This is day five for me but as usual, I think I'll blog about day four.
I have to tell you, I spend a lot of time on this site but yesterday I realized that I can't always be here. I have to get out in the real world and experience life as it really is. So, I went and bought a piece of furniture. You know, the kind that you have to put together with those crazy instructions that really make no sense.
And I discovered as I began putting this thing together that this was a trigger for me. What a suprise huh? Still, when I did my prep work, I never thought of so many of the triggers that I have. Sometimes you just have to live life to discover them. The thing is that every time you do discover one and cope with it, it strengthens the quit, for me at least.
This is because first of all, I became aware that this was a trigger in the first place. I didn't run away from the trigger but instead embraced it and fought my way through the urge that it brought on. Which brings me to the second thing that I discovered.
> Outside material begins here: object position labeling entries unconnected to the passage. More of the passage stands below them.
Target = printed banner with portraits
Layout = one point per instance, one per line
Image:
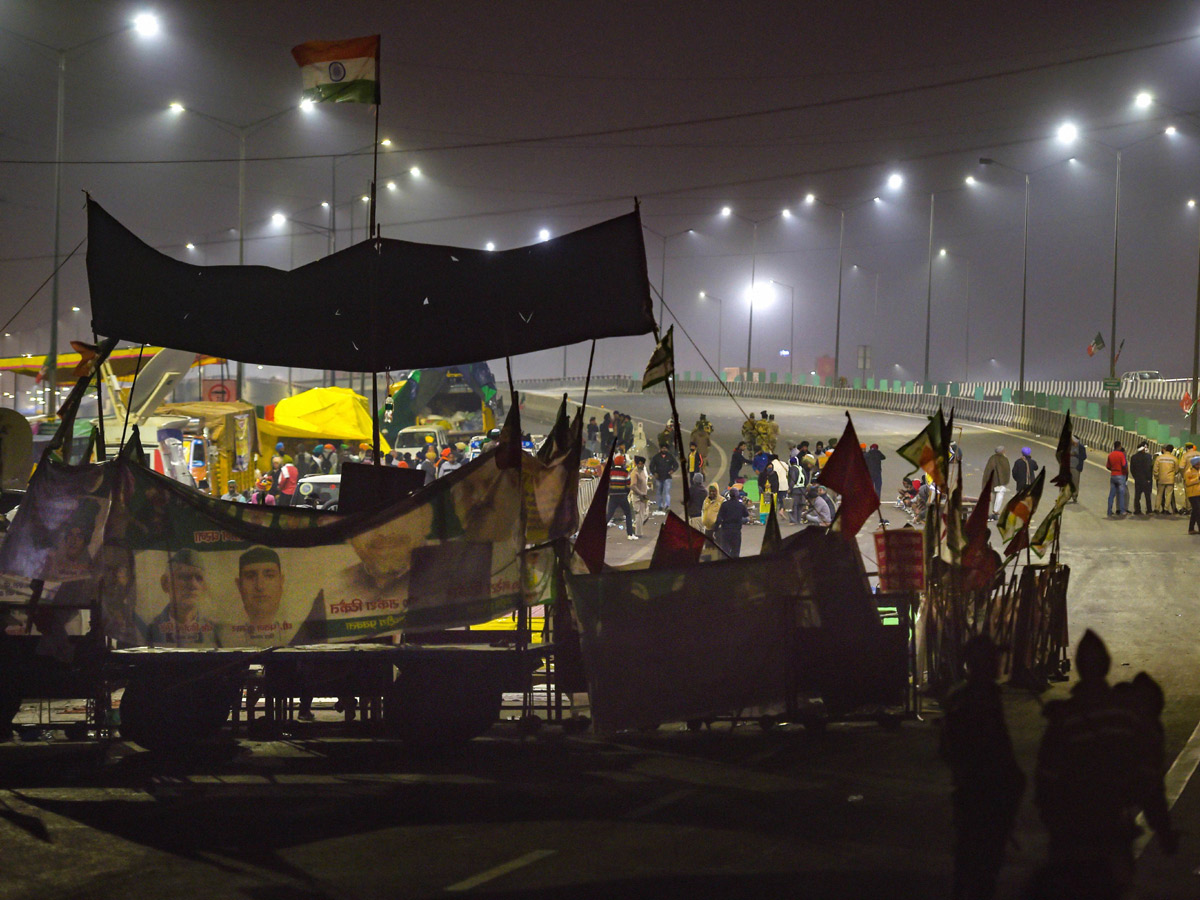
(177, 568)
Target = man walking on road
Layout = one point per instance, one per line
(1001, 473)
(618, 495)
(1025, 469)
(1165, 468)
(875, 457)
(729, 523)
(1078, 457)
(663, 467)
(1141, 471)
(1119, 474)
(1192, 490)
(737, 461)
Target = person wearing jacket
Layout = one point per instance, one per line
(730, 519)
(1119, 474)
(1141, 471)
(640, 495)
(1164, 471)
(1192, 490)
(797, 484)
(737, 461)
(709, 510)
(1078, 457)
(618, 495)
(663, 467)
(875, 457)
(1025, 469)
(1001, 477)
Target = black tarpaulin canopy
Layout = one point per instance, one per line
(379, 305)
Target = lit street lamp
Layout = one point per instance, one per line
(894, 181)
(726, 211)
(1067, 135)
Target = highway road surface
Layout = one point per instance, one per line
(732, 811)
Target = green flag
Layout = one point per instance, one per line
(1019, 510)
(928, 450)
(661, 365)
(1048, 532)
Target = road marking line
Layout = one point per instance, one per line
(661, 802)
(1177, 778)
(503, 869)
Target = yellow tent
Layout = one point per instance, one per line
(321, 414)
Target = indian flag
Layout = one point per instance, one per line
(341, 71)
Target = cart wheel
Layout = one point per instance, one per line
(165, 717)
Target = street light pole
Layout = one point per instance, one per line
(1113, 331)
(147, 25)
(754, 262)
(837, 330)
(791, 339)
(720, 318)
(241, 132)
(966, 360)
(929, 288)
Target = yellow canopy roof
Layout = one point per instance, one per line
(321, 414)
(124, 363)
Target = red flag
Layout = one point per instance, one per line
(846, 473)
(678, 544)
(593, 537)
(978, 558)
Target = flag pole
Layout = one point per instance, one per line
(375, 171)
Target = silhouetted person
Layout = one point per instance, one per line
(1096, 771)
(988, 783)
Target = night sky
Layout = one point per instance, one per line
(531, 115)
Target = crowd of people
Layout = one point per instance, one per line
(756, 481)
(277, 485)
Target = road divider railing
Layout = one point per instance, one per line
(1043, 418)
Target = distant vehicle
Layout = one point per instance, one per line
(419, 439)
(318, 491)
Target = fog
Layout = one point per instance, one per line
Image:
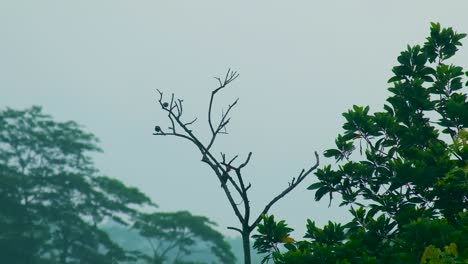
(301, 64)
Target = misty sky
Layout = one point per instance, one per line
(301, 64)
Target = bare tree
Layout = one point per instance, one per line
(228, 172)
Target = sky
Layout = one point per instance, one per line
(301, 64)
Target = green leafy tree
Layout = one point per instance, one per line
(179, 235)
(409, 191)
(51, 195)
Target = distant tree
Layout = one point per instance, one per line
(226, 170)
(181, 234)
(411, 186)
(52, 198)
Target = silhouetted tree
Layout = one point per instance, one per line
(227, 171)
(181, 234)
(52, 198)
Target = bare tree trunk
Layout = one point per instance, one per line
(229, 174)
(246, 246)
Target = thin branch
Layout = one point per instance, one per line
(234, 228)
(293, 185)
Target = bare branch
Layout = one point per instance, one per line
(234, 228)
(293, 185)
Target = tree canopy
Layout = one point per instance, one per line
(54, 201)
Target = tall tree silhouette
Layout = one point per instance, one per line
(227, 170)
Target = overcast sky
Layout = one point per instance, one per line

The urge seemed to last forever! This made no sense to me so I thought about it a bit. I reached inside myself and realized that the urge had indeed passed. There was no real physical manifestaion of it. It was essentially in my mind. And I realized that in past attempts at quitting cold turkey (wich never worked for me) that this very same thing happened to me. I never realized that the urges passed with time and as such, the entire day seemed like one giant urge!
I think what was really happening was that when I got my first craving, my mind somehow convinced me that the craving was not over. Then when I got the next one, it intensified what I already believed was there. By the end of the day I would be a basket case and I always gave in.
A big part of this was lack of knowledge I do believe. Because with this quit, (aided by nicotine patches) I know that the cravings only last a short amount of time. Yesterday I had to reach inside myself to realize this but it did work! I am still an EX. I will fight this battle to the end and I WILL WIN!
There is not a single doubt in my mind and there is no fear. I am so glad I took the time to prepare for this quit and that I never doubted in my ability to do this. I've come a long way since my first day when I decided to do this. The day that I was unreasonably terrified to do this thing. The day that my mind screamed at me and tried to convince me that there is no life without cigarettes!
This in itself empowers me to be smoke free for the rest of my life!